The “lead time” is the time period between when a diagnosis is detected via screening and when it would have first caused symptoms. Remember: mortality is not the same thing as survival. 5 year survival is a good way to measure results in a treatment trial when all patients have a similar stage of disease, but NOT for screening. Earlier stage doesn’t always translate to better outcomes.
Length time bias. Some cancers are very aggressive and grow quickly, others are less aggressive and grow more slowly. Screening tests are more likely to identify the slower growing, less aggressive tumors. They are around longer to detect (tortoise). Fast growing, aggressive tumors are more likely to arise between screening intervals (hare). This results in a systematic bias that overestimates survival duration among screen-detected cases due to the relative excess of slowly progressing cases. Probability of detection is directly proportional to the length of time during which they are detectable, and inversely proportional to the rate of progression
Healthy participant bias (also “healthy volunteer bias”). Volunteers for studies are healthier than non-volunteers and have better outcomes than non-volunteers. The existence of healthy participant bias has important implications for cancer screening trials in particular. Design 1: Randomize patients to two groups, Invite patients from group A to screening, compare attenders in Group A with all patients in Group B (attenders and non-attenders). Design 2: Invite patients to screening, Randomize attenders to group A screening vs Group B no screening. Design 1 would bias strongly in favor of screening, since non-attenders in Group B generally have worse outcomes.
Summary
Lead time bias: lengthening time from diagnosis to death, but not overall years lived
Length time bias: detecting cancers by screening that are slower growing and missing faster growing cancers
Healthy volunteer bias: volunteers for studies are healthier than non-volunteers and have better outcomes than non-volunteers
6. Define overdiagnosis, and three different ways that it can occur.

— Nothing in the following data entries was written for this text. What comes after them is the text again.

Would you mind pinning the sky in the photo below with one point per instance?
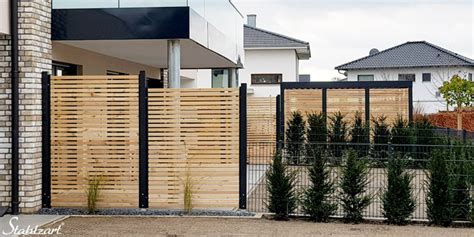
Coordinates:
(340, 31)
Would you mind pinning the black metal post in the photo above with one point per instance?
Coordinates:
(278, 123)
(143, 140)
(243, 147)
(15, 200)
(325, 101)
(367, 105)
(46, 139)
(410, 103)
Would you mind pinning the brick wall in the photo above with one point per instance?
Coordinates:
(34, 58)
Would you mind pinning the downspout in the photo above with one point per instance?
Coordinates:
(15, 107)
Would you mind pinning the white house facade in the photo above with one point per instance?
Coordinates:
(427, 65)
(270, 59)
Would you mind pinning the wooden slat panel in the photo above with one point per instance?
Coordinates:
(194, 131)
(389, 102)
(346, 101)
(94, 132)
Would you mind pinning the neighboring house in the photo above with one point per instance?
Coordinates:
(65, 37)
(270, 59)
(426, 64)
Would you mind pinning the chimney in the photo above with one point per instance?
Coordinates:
(252, 20)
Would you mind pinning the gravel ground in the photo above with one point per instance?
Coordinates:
(189, 226)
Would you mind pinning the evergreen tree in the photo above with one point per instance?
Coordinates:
(439, 195)
(281, 189)
(338, 133)
(295, 137)
(353, 184)
(360, 134)
(316, 200)
(381, 136)
(397, 199)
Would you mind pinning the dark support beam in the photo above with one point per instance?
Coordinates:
(278, 126)
(325, 101)
(410, 103)
(243, 147)
(143, 140)
(367, 105)
(46, 139)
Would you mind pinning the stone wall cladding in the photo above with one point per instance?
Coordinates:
(5, 124)
(34, 57)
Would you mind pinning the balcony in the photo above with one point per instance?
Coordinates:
(210, 29)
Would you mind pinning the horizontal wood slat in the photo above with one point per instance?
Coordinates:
(94, 132)
(261, 128)
(194, 132)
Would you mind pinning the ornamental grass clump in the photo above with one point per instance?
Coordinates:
(281, 189)
(397, 199)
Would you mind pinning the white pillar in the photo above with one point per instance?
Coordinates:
(174, 64)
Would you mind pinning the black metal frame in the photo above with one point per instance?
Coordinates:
(143, 140)
(324, 86)
(243, 146)
(46, 138)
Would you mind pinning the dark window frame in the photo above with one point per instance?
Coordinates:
(407, 74)
(424, 79)
(366, 75)
(278, 77)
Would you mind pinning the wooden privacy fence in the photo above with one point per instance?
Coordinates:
(142, 144)
(194, 136)
(94, 133)
(261, 127)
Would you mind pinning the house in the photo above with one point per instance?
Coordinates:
(66, 37)
(270, 58)
(426, 64)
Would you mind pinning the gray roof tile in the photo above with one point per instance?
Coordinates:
(259, 38)
(410, 54)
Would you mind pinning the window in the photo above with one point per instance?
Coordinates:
(406, 77)
(115, 73)
(365, 77)
(266, 78)
(426, 77)
(220, 78)
(66, 69)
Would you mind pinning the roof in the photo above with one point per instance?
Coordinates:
(410, 54)
(256, 38)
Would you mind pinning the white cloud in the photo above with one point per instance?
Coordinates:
(341, 30)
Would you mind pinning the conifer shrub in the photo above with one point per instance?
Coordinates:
(439, 196)
(281, 189)
(295, 137)
(353, 184)
(397, 199)
(317, 201)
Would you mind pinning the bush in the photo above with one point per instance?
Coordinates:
(439, 191)
(401, 133)
(353, 184)
(316, 200)
(397, 199)
(381, 136)
(281, 189)
(360, 133)
(338, 133)
(295, 133)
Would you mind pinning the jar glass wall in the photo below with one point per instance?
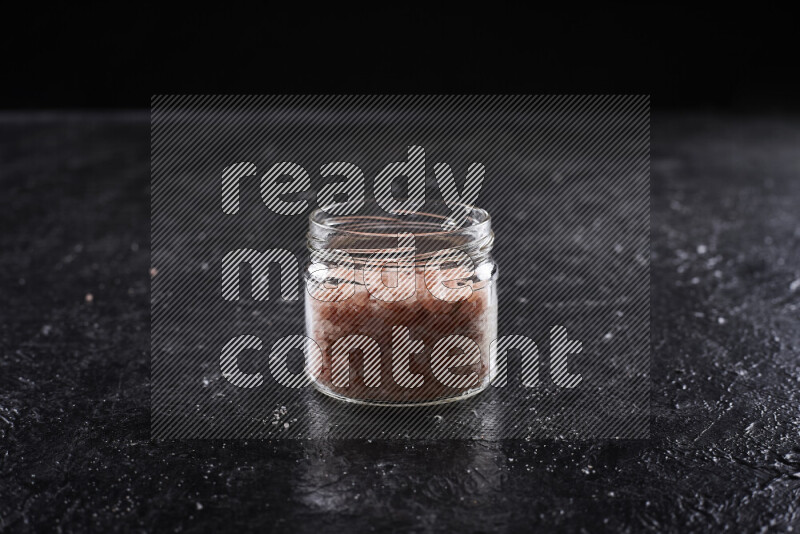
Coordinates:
(402, 307)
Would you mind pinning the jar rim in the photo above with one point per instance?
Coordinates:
(430, 221)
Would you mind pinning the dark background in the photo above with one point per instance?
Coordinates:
(112, 56)
(75, 447)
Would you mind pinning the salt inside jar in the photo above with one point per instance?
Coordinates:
(402, 307)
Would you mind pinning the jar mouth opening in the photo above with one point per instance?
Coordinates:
(434, 220)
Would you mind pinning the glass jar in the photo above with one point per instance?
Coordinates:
(402, 307)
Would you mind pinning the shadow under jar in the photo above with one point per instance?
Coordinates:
(402, 307)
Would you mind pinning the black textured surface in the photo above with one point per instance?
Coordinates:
(75, 453)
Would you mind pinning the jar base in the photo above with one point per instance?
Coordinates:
(394, 404)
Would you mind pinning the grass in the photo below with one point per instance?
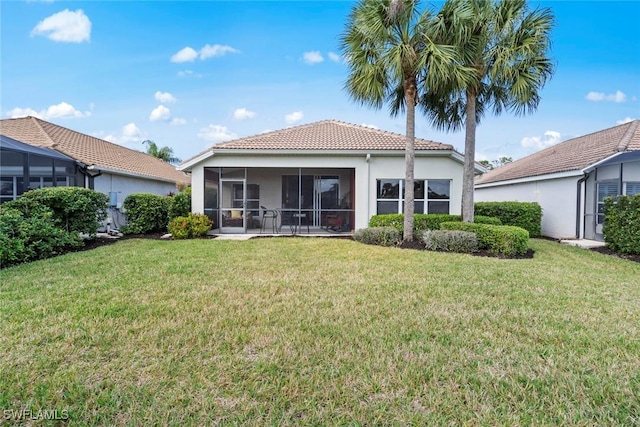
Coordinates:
(321, 331)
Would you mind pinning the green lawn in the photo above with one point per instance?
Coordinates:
(302, 331)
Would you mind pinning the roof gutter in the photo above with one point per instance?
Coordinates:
(595, 165)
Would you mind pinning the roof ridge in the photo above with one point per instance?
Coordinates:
(626, 138)
(90, 136)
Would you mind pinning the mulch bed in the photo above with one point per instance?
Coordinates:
(605, 250)
(417, 245)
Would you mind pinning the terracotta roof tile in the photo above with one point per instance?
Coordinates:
(87, 149)
(326, 135)
(571, 155)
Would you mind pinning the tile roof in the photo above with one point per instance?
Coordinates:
(325, 135)
(572, 155)
(89, 150)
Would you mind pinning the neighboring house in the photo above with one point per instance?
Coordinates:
(327, 174)
(31, 145)
(570, 180)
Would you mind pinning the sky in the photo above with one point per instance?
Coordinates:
(190, 74)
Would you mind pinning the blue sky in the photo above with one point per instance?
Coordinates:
(191, 74)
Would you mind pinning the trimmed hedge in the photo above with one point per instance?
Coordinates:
(31, 235)
(450, 241)
(621, 228)
(381, 236)
(518, 214)
(180, 204)
(73, 209)
(190, 226)
(498, 239)
(146, 213)
(423, 222)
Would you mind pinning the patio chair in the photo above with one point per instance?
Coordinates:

Overdiagnosis and overtreatment: detecting and treating disease that never would harm the person.
Overdiagnosis: Scenario A (optimal): Initial increase in incidence, but over time regional/metastatic cancers decline with relatively small increase in localized disease. Scenario B (worst-case): Initial increase in incidence, but over time no decline in regional/metastatic disease. Scenario C (intermediate): Initial increase in incidence, over time increased localized disease persists but somewhat less regional/metastatic CA. Overdiagnosis occurs when screen-detected cancers are either non-growing or so slow-growing that they would never cause medical problems.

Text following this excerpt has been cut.